In the tracelog from one of the failed leaf nodes, a progression of errors similar to the following is seen:
ERROR: Replaying logs/sample_0_log_0: Nonfatal buffer manager memory allocation failure. The maximum_memory parameter (30159 MB) has been reached. ERROR: Replaying logs/sample_0_log_0: Replay log record: Failed to delete primary key (2) ERROR: Replaying logs/sample_0_log_0: DELETE log record for table 'sample' failed to replay (offset 145076456, data [f726fa0100000000], alpha [˜&˙.....], version 700) ERROR: Log file 0 of database sample_0 caused a replay failure at position 145076456. Unable to recover. ERROR: Recovery of database [sample_0] failed.
During replay, if there are large DELETE or UPDATE transactions in the transaction logs, these may end up being executed in parallel, resulting in more aggressive memory usage than the data in a steady state. If the table size is already running close to the maximum_table_memory limit, this usage can spike to a point where the leaf runs out of memory and goes offline due to failed recovery.
To mitigate this issue, lower maximum_table_memory to 75% of maximum_memory. The lower that maximum_table_memory can be made in relation to maximum_memory (while meeting constraints of required table size), the better. As a result of lowering this setting, resources will be freed earlier in the replay progression, preventing out-of-memory issues.
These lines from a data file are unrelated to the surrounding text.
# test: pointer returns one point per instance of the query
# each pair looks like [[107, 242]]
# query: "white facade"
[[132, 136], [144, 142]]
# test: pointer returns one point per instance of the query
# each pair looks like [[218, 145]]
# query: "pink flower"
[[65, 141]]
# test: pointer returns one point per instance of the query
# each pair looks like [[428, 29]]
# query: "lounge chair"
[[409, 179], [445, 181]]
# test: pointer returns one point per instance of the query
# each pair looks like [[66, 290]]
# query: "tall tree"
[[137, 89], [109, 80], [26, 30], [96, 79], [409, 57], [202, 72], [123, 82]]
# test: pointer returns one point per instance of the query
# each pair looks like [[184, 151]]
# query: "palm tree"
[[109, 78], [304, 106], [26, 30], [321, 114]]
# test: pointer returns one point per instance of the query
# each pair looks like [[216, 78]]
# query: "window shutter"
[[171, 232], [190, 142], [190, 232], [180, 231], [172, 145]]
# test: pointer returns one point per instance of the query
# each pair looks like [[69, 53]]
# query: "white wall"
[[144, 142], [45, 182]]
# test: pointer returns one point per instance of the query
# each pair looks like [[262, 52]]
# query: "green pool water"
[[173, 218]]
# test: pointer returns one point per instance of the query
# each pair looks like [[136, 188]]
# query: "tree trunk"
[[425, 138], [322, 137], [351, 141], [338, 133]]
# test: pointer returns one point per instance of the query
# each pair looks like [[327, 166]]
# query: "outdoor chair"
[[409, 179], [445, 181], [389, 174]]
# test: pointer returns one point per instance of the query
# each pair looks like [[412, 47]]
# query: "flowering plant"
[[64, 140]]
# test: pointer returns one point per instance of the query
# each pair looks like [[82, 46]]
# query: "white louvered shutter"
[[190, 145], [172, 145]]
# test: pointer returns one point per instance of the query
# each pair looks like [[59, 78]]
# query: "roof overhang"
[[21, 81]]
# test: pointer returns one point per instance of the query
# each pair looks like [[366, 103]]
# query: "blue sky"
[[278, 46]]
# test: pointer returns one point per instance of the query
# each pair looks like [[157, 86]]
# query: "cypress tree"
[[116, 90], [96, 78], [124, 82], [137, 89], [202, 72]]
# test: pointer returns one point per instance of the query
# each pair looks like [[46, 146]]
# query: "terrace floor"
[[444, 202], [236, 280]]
In order to make this change, on the master aggregator, run
memsql-ops memsql-update-config --key maximum_table_memory --value <new_value> --all
This will update the
maximum_table_memory parameter to the specified value for all nodes in the cluster.
Periodic snapshotting of the database (via the
SNAPSHOT DATABASE command) will also prevent this issue from occurring, as
UPDATE statements from the transaction logs will be compressed to the raw data rather than individual transactions.